7. Vulnerability Management & Continuous Improvement
- Regular Security Assessments: Complement automated testing with periodic manual penetration testing, vulnerability assessments, and consider implementing a bug bounty program.
- Patch Management: Establish a robust patch management process for all underlying infrastructure, operating systems, and application components.
- Data Minimization: Only collect, process, and store the minimum amount of personal and sensitive data necessary for your application's functionality.

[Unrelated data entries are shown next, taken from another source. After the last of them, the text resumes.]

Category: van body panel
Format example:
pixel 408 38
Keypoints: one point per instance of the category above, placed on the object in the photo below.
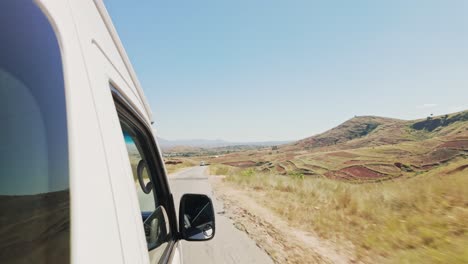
pixel 106 224
pixel 92 205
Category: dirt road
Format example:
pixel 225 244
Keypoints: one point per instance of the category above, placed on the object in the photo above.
pixel 230 245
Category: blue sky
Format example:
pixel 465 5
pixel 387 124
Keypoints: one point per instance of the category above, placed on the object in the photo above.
pixel 261 70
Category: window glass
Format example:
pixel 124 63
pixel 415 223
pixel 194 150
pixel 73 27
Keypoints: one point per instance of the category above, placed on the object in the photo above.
pixel 154 216
pixel 34 180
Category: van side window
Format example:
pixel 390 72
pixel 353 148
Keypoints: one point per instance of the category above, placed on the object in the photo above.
pixel 154 217
pixel 34 171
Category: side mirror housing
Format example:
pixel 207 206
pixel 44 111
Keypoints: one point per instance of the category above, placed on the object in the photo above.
pixel 196 217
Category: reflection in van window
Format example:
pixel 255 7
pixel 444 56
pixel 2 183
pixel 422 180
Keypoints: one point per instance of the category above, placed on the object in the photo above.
pixel 34 181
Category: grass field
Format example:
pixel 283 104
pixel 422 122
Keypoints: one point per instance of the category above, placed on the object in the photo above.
pixel 417 220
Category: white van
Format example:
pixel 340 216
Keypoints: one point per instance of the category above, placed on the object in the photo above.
pixel 81 175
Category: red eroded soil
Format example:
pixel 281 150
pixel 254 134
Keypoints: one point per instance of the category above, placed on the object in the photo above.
pixel 461 168
pixel 241 164
pixel 456 144
pixel 280 169
pixel 362 172
pixel 342 154
pixel 440 155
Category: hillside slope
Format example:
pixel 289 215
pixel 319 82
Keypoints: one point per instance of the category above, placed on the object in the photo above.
pixel 368 149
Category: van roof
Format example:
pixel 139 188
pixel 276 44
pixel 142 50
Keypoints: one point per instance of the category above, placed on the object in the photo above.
pixel 118 43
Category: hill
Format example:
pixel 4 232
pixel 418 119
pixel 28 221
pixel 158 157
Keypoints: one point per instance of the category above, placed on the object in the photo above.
pixel 368 148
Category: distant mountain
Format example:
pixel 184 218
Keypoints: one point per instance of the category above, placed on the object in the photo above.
pixel 216 143
pixel 369 148
pixel 368 131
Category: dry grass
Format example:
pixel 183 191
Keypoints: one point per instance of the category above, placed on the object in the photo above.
pixel 422 219
pixel 185 164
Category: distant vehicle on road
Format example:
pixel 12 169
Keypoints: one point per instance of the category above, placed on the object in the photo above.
pixel 82 179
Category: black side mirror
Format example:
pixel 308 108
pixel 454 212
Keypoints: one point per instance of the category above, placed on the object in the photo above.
pixel 196 217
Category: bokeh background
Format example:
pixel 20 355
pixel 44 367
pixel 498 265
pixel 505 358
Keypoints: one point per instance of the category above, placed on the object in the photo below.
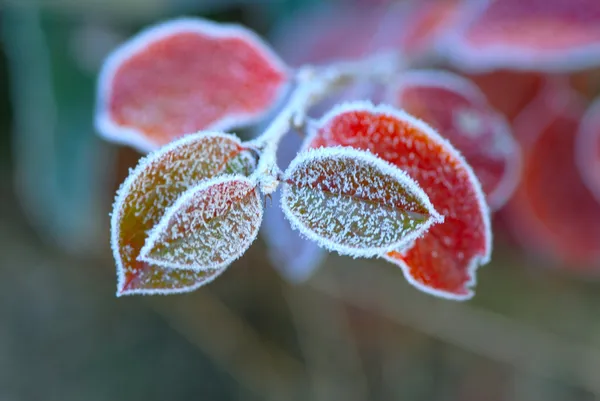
pixel 354 331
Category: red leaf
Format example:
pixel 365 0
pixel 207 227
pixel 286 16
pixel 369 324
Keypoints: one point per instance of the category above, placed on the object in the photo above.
pixel 552 212
pixel 443 261
pixel 460 113
pixel 185 76
pixel 509 92
pixel 588 148
pixel 550 35
pixel 428 21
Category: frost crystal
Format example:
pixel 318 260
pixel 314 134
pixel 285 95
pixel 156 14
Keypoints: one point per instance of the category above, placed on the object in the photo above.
pixel 459 111
pixel 154 185
pixel 351 202
pixel 442 261
pixel 209 227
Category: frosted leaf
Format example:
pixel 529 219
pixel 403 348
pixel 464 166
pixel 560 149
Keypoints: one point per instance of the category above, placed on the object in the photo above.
pixel 184 76
pixel 351 202
pixel 588 148
pixel 155 184
pixel 453 249
pixel 208 227
pixel 294 257
pixel 553 214
pixel 549 35
pixel 458 110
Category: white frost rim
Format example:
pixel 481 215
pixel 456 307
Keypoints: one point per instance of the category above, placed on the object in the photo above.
pixel 113 132
pixel 385 168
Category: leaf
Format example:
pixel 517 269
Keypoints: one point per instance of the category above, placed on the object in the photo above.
pixel 553 213
pixel 428 21
pixel 458 110
pixel 154 185
pixel 550 36
pixel 184 76
pixel 509 92
pixel 454 248
pixel 326 33
pixel 587 151
pixel 208 227
pixel 294 257
pixel 351 202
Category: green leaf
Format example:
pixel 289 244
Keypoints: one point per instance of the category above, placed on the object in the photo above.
pixel 352 202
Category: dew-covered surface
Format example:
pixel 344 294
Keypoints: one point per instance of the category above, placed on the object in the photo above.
pixel 587 152
pixel 459 112
pixel 351 202
pixel 208 227
pixel 443 260
pixel 549 35
pixel 427 22
pixel 553 212
pixel 184 76
pixel 155 184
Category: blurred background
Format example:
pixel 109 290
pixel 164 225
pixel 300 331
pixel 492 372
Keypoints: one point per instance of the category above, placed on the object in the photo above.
pixel 354 331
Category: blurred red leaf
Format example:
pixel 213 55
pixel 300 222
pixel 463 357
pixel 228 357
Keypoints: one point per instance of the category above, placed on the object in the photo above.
pixel 155 184
pixel 552 212
pixel 551 35
pixel 509 92
pixel 587 153
pixel 428 21
pixel 352 202
pixel 460 113
pixel 184 76
pixel 443 261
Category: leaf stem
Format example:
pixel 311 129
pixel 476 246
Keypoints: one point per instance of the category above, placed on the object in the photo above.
pixel 312 85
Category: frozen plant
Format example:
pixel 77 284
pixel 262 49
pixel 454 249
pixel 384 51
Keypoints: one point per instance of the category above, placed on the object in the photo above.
pixel 370 180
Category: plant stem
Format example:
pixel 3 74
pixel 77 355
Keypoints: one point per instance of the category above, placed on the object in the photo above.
pixel 312 85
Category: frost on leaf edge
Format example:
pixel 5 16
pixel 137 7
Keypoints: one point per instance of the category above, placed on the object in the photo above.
pixel 464 87
pixel 160 227
pixel 116 214
pixel 385 109
pixel 113 132
pixel 385 168
pixel 182 290
pixel 461 53
pixel 471 270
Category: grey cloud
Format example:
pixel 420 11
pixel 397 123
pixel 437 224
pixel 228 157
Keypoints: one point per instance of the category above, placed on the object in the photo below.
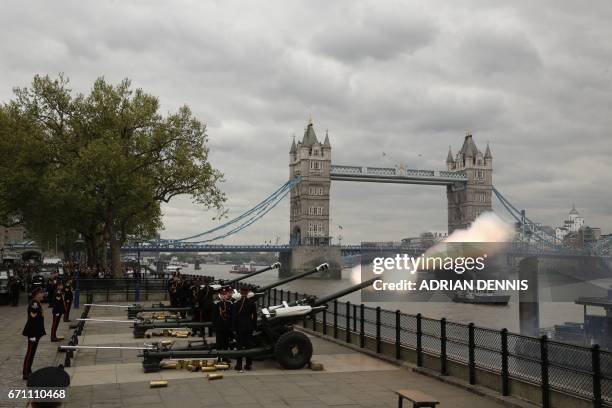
pixel 404 78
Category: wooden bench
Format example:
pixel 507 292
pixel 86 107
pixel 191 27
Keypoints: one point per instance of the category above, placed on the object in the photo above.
pixel 419 399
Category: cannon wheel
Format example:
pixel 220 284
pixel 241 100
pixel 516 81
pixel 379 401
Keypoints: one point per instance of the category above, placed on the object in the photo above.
pixel 293 350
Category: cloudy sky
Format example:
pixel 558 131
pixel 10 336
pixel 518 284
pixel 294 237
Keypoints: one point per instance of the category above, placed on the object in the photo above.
pixel 405 78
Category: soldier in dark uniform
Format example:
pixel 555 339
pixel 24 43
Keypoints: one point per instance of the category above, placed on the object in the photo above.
pixel 244 321
pixel 222 320
pixel 37 281
pixel 68 297
pixel 183 293
pixel 172 288
pixel 34 329
pixel 206 302
pixel 14 287
pixel 51 286
pixel 59 308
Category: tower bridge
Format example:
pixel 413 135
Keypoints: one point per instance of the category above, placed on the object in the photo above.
pixel 467 179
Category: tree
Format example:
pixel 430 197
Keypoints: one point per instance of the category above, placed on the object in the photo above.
pixel 109 158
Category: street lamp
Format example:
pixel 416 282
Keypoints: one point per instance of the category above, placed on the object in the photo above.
pixel 137 273
pixel 78 245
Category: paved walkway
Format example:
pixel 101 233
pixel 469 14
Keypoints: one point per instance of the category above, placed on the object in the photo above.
pixel 114 378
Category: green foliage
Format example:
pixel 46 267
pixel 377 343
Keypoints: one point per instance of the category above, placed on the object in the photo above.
pixel 98 164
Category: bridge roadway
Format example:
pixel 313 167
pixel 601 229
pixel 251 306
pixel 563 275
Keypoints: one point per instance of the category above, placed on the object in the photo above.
pixel 398 175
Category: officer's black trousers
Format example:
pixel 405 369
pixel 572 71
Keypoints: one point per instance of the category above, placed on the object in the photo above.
pixel 243 342
pixel 54 325
pixel 29 357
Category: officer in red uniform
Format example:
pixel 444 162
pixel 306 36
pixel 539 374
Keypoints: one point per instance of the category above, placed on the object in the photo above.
pixel 34 329
pixel 59 308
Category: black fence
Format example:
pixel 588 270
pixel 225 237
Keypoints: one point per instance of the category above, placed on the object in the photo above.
pixel 78 329
pixel 580 371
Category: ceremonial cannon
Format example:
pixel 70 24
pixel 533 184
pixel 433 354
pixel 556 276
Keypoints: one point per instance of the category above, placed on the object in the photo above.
pixel 142 325
pixel 274 336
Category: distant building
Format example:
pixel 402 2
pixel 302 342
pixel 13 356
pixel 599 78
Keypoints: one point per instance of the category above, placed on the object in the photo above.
pixel 12 235
pixel 467 201
pixel 573 223
pixel 425 240
pixel 309 204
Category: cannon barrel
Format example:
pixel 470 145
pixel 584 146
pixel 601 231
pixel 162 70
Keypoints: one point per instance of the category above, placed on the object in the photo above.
pixel 343 292
pixel 322 267
pixel 275 265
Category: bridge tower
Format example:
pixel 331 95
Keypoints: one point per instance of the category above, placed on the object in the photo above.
pixel 309 217
pixel 309 207
pixel 466 201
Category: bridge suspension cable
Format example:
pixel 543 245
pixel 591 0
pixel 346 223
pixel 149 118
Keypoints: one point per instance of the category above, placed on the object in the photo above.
pixel 247 218
pixel 520 217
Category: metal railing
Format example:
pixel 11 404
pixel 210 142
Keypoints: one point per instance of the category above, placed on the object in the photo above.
pixel 74 338
pixel 585 372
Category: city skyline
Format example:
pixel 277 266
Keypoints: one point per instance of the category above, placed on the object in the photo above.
pixel 394 85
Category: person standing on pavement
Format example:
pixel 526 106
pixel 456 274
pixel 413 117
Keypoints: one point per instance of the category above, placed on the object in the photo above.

Implement strong encryption for data at rest and in transit (always use HTTPS/TLS).
8. Learn More
- OWASP Cheat Sheet Series: https://cheatsheetseries.owasp.org/
- OWASP ASVS: https://owasp.org/www-project-application-security-verification-standard/
- SEI CERT Secure Coding: https://wiki.sei.cmu.edu/confluence/display/seccode/SEI+CERT+Secure+Coding+Standards
- Strivacity Developer Hub: https://www.strivacity.com/learn-support/developer-hub
- OAuth 2.1 Security Best Practices: https://oauth.net/2.1/
- NIST Cybersecurity Framework: https://www.nist.gov/cyberframework
- CVE Databases (e.g., NVD): https://nvd.nist.gov/
Summary
Strivacity provides secure identity flows and client SDKs designed to reduce exposure to common threats. However, application developers bear significant responsibility for handling contextual security, XSS mitigation, secure API design, and safe storage of tokens within their applications.
Ensure you:
- Validate and encode user input properly at all layers.
- Prevent XSS vulnerabilities at the source and through layered defenses.
- Choose secure token storage patterns for your specific platform.
- Integrate Strivacity SDKs and configure Strivacity services according to their best practices and the principle of least privilege.
- Implement robust logging, monitoring, and regular security testing.
Security is a shared responsibility. Strivacity handles the underlying identity infrastructure. Your implementation team is responsible for ensuring the secure use of that infrastructure and for implementing strong application-level security controls in the context of your specific web and mobile applications.